In sum, there have to be some limits placed on what constitutes a sufficiently adverse act for purposes of retaliation. As stated in Morris v. Powell,449 F.3d 682, 686 (5th Cir. 2006): "[The objective retaliation 'person of ordinary firmness'] standard achieves the proper balance between the need to recognize valid retaliation claims and the danger of 'federal courts embroiling] themselves in every disciplinary act that occurs in state penal institutions.'" [quoting Woods v. Smith, 60 F.3d 1161, 1166 (5th Cir. 1995)]. Because the denial of dayroom access for two non-consecutive days would not chill a person of ordinary firmness from exercising their First Amendment rights and because plaintiff suffered de minimis injury, defendant should be granted summary judgment.
Defendant also moves for summary judgment on grounds that he is entitled to qualified immunity.
In resolving a claim for qualified immunity the court addresses two questions: (1) whether the facts, when taken in the light most favorable to plaintiff, demonstrate that the officer's actions violated a constitutional right and (2) whether a reasonable officer could have believed that his conduct was lawful, in light of clearly established law and the information the officer possessed. Anderson v. Creighton, 483 U.S. 635, 107 S.Ct. 3034 (1987). Although the Supreme Court at one time mandated that lower courts consider these two questions in the order just presented, more recently the Supreme Court announced that it is within the lower courts' discretion to address these questions in the order that makes the most sense given the circumstances of the case. Pearson v. Callahan, --- U.S. ----, 129 S.Ct. 808, --- L.Ed.2d ----, 2009 WL 128768 (January 21, 2009).

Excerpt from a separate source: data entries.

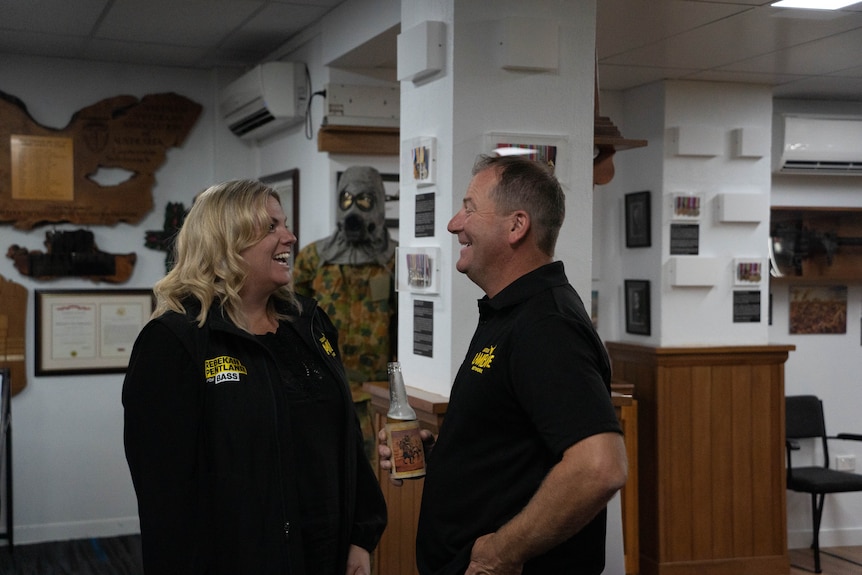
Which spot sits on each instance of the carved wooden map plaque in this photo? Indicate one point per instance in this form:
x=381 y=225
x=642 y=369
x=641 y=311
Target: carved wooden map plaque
x=47 y=175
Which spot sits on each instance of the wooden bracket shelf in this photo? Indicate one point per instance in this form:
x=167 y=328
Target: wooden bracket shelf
x=821 y=230
x=373 y=141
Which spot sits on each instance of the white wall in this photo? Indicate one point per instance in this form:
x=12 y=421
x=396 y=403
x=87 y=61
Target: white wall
x=476 y=96
x=823 y=365
x=70 y=473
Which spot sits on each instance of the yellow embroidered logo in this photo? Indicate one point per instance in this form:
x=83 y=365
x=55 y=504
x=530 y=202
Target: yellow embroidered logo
x=483 y=359
x=327 y=347
x=223 y=368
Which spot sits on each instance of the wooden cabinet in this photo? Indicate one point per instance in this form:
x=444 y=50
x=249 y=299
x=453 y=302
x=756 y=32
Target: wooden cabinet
x=396 y=554
x=710 y=457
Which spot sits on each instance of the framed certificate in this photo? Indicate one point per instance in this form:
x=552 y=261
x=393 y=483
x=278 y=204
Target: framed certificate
x=88 y=331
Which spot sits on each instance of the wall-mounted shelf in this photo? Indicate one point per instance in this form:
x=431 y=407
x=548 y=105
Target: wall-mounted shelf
x=370 y=140
x=817 y=243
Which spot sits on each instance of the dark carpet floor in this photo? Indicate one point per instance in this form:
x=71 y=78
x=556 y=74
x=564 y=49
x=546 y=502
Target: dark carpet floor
x=103 y=556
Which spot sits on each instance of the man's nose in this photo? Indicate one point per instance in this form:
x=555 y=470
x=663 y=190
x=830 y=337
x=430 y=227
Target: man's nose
x=454 y=225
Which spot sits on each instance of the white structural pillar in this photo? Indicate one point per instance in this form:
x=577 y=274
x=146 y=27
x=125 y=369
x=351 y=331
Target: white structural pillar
x=472 y=73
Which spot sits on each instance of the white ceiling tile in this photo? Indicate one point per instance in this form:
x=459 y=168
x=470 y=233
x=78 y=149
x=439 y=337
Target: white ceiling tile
x=186 y=23
x=627 y=24
x=271 y=27
x=143 y=53
x=37 y=44
x=59 y=16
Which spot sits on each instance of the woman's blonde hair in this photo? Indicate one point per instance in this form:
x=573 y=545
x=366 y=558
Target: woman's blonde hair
x=224 y=220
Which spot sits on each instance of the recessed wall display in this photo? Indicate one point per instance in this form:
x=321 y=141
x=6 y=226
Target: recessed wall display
x=687 y=206
x=818 y=309
x=417 y=269
x=746 y=306
x=638 y=220
x=423 y=328
x=424 y=224
x=422 y=155
x=637 y=301
x=684 y=239
x=60 y=177
x=88 y=331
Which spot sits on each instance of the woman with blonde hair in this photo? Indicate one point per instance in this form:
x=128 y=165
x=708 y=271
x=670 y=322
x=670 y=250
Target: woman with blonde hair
x=240 y=431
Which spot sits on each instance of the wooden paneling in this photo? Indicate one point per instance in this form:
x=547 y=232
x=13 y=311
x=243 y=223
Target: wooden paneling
x=711 y=457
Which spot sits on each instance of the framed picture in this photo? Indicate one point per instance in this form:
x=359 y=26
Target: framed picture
x=637 y=307
x=417 y=269
x=638 y=220
x=748 y=271
x=421 y=156
x=287 y=185
x=393 y=201
x=687 y=206
x=88 y=331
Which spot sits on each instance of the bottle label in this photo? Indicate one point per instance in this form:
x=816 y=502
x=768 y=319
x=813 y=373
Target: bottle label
x=408 y=455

Because the court finds that defendant did not violate plaintiff's constitutional rights, it need not address the remaining elements of qualified immunity.
Accordingly, IT IS HEREBY RECOMMENDED that defendant's summary judgment motion (no. 76) be granted.
These findings and recommendations are submitted to the United States District Judge assigned to the case, pursuant to the provisions of 28 U.S.C. § 636(b)(l). Within twenty days after being served with these findings and recommendations, any party may file written objections with the court and serve a copy on all parties. Such a document should be captioned "Objections to Magistrate Judge's Findings and Recommendations." Any reply to the objections shall be served and filed within ten days after service of the objections. The parties are advised that failure to file objections within the specified time may waive the right to appeal the District Court's order. Martinez v. Ylst, 951 F.2d 1153 (9th Cir. 1991).